Por tanto, vuestra tarea no puede limitarse a comunicar nociones e informaciones, dejando a un lado el gran interrogante acerca de la verdad, sobre todo de la verdad que puede ser una guía en la vida. En efecto, sois auténticos educadores: a vosotros, en estrecha sintonía con los padres de familia, se ha encomendado el noble arte de la formación de la persona. En particular, cuantos enseñan en las escuelas católicas han de llevar dentro de sí y traducir cada día en actividad el proyecto educativo centrado en el Señor Jesús y en su Evangelio.
Y vosotros, queridos sacerdotes, religiosos y religiosas, catequistas, animadores y formadores de las parroquias, de los grupos juveniles, de las asociaciones y movimientos eclesiales, de los oratorios, de las actividades deportivas y recreativas, procurad tener siempre, con los muchachos y los jóvenes a los que os acercáis, los mismos sentimientos de Jesucristo (cf. Flp 2, 5). Por consiguiente, sed amigos fiables, en los que puedan palpar la amistad de Jesús hacia ellos; al mismo tiempo, sed testigos sinceros e intrépidos de la verdad que hace libres (cf. Jn 8, 32) e indica a las nuevas generaciones el camino que conduce a la vida.
Pero la educación no es solamente obra de los educadores; es una relación entre personas en la que, con el paso de los años, entran cada vez más en juego la libertad y la responsabilidad de quienes son educados. Por eso, con gran afecto me dirijo a vosotros, niños, adolescentes y jóvenes, para recordaros que vosotros mismos estáis llamados a ser los artífices de vuestro crecimiento moral, cultural y espiritual. En consecuencia, a vosotros os corresponde acoger libremente en el corazón, en la inteligencia y en la vida, el patrimonio de verdad, de bondad y de belleza que se ha formado a lo largo de los siglos y que tiene en Jesucristo su piedra angular. A vosotros os corresponde renovar y desarrollar ulteriormente este patrimonio, liberándolo de las numerosas mentiras y fealdades que a menudo lo hacen irreconocible y provocan en vosotros desconfianza y desilusión.
En cualquier caso, sabed que jamás estáis solos en este arduo camino: además de vuestros padres, profesores, sacerdotes, amigos y formadores, está cerca de vosotros sobre todo el Dios que nos ha creado y que es el huésped secreto de nuestro corazón. Él ilumina desde dentro nuestra inteligencia, orienta hacia el bien nuestra libertad, que con frecuencia percibimos frágil e inconstante; él es la verdadera esperanza y el fundamento sólido de nuestra vida. De él, ante todo, podemos fiarnos.

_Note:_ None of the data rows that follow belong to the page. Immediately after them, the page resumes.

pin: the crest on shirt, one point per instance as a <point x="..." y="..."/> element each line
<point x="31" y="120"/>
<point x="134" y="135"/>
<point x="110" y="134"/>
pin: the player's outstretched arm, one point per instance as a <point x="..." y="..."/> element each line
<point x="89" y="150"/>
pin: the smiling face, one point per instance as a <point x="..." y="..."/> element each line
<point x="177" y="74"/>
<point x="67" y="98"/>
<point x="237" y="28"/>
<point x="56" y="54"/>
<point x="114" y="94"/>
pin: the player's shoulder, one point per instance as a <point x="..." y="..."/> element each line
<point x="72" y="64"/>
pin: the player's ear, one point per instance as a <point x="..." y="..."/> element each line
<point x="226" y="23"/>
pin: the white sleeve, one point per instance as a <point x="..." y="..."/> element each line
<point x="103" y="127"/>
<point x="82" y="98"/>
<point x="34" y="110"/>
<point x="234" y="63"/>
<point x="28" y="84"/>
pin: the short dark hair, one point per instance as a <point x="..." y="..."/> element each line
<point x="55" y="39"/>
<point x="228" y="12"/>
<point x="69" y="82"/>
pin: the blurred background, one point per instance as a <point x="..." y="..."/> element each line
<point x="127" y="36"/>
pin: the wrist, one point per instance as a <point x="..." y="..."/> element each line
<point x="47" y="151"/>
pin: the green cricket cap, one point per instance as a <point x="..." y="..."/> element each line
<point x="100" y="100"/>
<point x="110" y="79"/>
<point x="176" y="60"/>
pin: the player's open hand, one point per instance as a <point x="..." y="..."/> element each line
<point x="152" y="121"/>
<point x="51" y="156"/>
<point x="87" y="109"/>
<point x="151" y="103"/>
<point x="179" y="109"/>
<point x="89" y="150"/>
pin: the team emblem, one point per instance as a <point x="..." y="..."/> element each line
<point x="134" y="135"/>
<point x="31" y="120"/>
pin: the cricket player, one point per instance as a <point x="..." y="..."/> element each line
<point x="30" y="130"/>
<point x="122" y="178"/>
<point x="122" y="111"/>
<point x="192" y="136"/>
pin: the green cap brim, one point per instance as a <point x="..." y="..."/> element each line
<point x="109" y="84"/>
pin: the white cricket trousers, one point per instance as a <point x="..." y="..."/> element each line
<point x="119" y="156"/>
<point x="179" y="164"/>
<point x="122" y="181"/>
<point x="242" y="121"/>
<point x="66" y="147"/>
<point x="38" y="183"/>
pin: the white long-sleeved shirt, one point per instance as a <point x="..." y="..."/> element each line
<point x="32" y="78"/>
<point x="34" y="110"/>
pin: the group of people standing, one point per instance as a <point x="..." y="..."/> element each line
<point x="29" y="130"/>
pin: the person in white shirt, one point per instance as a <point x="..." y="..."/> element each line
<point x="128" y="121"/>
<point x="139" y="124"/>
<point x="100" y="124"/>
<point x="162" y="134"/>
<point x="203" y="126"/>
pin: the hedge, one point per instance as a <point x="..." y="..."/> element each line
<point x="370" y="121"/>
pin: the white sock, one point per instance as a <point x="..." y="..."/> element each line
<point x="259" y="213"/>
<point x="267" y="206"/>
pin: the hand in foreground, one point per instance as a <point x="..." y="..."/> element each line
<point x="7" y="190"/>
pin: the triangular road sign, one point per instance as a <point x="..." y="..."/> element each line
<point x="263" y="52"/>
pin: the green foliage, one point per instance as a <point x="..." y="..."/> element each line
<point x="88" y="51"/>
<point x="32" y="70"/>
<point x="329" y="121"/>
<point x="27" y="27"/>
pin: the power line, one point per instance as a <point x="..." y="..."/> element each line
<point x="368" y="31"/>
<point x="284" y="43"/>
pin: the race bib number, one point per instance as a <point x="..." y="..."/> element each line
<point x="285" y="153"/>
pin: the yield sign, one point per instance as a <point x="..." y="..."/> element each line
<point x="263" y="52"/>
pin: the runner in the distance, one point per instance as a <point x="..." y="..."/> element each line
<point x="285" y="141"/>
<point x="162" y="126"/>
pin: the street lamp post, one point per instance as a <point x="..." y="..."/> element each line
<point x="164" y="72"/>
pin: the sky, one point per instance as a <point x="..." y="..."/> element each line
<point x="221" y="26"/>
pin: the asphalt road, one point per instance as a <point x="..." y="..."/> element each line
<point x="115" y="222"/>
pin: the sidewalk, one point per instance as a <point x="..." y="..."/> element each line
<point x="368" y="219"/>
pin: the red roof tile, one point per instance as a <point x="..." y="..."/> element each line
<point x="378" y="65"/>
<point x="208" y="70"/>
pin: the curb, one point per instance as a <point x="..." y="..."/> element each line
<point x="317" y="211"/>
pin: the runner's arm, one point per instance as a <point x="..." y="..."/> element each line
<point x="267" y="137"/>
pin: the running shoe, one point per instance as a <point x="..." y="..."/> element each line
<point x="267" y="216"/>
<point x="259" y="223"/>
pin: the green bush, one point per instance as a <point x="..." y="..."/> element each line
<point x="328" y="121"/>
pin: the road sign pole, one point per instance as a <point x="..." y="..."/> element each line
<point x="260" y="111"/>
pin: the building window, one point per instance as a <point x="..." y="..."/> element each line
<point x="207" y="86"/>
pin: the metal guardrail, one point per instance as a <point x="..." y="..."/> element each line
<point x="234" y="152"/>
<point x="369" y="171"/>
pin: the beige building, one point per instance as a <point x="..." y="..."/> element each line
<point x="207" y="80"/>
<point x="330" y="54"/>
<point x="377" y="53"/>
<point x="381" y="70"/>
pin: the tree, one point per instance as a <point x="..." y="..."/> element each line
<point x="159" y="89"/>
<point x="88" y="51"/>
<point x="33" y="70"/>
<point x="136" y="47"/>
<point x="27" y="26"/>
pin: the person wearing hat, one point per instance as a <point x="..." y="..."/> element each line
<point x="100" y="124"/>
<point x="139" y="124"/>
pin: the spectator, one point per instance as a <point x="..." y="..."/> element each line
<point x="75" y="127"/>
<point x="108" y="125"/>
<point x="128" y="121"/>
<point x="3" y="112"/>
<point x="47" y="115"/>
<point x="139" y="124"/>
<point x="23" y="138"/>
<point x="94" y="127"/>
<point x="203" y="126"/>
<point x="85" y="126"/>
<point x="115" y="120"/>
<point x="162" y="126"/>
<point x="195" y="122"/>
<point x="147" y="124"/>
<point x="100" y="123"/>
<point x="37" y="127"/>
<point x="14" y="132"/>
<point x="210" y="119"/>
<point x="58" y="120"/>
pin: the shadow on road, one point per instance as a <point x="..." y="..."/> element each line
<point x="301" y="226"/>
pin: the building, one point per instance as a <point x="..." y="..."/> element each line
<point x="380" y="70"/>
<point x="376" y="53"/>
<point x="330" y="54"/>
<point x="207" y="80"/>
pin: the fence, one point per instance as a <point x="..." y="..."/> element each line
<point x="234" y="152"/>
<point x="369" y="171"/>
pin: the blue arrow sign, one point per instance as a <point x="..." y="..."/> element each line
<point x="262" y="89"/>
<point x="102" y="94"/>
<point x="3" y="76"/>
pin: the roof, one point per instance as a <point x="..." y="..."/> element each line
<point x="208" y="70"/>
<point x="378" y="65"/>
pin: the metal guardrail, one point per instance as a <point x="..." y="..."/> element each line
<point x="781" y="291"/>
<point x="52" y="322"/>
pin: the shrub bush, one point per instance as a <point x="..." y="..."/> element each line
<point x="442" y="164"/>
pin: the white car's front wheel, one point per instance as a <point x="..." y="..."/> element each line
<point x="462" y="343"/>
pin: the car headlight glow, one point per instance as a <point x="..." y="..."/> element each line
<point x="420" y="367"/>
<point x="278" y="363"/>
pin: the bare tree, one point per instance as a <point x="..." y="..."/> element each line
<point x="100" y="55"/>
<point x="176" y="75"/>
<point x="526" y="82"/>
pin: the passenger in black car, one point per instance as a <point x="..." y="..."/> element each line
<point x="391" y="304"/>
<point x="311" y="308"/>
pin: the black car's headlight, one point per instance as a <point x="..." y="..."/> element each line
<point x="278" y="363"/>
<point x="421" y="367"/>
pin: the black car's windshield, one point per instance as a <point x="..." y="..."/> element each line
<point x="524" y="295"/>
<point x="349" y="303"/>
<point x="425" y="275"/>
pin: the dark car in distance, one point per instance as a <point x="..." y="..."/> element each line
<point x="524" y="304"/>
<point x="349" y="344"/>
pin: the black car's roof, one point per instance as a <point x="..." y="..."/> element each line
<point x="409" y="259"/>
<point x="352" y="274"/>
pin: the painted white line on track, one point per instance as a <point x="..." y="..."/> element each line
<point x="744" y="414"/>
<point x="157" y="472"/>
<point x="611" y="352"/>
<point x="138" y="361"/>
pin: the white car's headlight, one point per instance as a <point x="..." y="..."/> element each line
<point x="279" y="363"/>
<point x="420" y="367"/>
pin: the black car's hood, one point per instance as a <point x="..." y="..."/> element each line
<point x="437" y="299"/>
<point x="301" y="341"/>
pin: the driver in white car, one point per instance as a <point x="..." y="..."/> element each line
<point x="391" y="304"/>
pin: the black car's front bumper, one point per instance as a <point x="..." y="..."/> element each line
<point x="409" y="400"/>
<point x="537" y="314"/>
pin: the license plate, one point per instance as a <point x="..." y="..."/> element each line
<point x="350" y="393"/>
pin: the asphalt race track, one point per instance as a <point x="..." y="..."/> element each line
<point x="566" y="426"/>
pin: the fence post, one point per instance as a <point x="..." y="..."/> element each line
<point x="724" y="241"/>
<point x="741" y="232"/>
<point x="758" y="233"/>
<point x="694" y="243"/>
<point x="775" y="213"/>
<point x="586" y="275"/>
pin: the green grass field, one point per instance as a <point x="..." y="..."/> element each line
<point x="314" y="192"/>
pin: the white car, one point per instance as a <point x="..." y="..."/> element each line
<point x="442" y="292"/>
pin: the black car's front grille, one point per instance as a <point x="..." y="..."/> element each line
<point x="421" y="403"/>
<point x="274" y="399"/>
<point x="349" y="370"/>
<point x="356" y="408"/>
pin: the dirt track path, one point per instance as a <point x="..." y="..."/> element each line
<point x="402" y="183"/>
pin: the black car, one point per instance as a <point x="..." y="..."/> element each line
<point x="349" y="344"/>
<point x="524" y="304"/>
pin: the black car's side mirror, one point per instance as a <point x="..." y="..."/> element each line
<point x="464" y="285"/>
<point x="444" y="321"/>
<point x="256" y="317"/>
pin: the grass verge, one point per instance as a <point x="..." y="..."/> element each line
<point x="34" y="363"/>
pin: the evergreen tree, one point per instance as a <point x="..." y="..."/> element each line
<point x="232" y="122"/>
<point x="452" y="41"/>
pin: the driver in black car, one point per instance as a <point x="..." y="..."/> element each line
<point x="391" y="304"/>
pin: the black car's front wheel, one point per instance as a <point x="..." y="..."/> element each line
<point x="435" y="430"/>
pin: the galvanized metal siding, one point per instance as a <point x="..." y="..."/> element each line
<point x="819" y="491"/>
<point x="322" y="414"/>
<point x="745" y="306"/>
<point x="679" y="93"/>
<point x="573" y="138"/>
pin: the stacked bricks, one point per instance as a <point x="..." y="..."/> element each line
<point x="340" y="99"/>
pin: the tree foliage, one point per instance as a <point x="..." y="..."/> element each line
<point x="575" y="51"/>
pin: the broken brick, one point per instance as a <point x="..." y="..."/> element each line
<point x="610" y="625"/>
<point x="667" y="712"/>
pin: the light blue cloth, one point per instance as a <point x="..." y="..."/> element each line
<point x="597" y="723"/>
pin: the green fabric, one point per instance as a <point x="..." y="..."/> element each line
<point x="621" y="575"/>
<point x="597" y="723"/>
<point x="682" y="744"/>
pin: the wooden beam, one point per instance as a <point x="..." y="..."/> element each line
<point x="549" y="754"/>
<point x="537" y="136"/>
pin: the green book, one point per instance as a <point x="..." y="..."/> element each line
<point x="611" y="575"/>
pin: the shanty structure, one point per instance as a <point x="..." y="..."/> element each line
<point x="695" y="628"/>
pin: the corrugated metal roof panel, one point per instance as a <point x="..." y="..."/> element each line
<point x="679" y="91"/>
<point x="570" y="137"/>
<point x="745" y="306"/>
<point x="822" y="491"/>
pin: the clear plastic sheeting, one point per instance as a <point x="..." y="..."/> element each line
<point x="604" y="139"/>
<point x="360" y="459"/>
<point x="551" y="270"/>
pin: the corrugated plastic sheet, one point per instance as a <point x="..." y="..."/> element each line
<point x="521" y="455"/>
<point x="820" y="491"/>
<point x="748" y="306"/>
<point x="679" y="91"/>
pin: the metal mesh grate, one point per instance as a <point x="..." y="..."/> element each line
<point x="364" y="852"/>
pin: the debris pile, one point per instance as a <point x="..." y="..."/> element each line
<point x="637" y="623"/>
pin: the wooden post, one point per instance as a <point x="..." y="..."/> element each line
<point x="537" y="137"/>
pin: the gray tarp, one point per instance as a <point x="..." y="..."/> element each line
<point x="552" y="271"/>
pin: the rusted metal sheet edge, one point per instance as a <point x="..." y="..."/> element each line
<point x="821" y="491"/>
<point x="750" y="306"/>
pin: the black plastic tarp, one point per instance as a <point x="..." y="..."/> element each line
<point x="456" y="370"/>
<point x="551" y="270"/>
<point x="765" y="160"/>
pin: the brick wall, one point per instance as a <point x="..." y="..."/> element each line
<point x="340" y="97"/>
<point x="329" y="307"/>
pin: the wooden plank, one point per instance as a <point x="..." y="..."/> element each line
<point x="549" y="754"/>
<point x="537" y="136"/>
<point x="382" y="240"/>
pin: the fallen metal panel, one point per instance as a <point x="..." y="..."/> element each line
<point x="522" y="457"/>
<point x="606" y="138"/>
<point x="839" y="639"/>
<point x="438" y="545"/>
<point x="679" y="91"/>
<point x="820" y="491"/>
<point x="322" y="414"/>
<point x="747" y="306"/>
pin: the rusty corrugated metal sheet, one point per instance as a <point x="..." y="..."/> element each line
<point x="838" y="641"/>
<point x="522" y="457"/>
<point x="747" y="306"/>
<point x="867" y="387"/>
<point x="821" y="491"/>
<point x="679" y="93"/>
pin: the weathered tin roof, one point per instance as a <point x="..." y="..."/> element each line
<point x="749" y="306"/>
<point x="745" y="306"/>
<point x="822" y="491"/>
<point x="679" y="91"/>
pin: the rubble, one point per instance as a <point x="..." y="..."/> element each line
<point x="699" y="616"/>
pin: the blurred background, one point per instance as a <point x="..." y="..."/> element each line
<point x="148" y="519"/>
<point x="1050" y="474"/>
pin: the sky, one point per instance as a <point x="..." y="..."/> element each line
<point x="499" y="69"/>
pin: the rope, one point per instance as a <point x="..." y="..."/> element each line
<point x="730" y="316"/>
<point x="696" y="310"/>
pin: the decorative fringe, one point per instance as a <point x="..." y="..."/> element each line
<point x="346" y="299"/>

Por tanto, queridos hermanos y hermanas, en el momento en que os entrego simbólicamente la carta sobre la tarea urgente de la educación, nos encomendamos todos juntos a Aquel que es nuestro verdadero y único Maestro (cf. Mt 23, 8), para comprometernos juntamente con él, con confianza y alegría, en la maravillosa empresa que es la formac
ión y el crecimiento auténtico de las personas. Con estos sentimientos y deseos, imparto a todos mi bendición.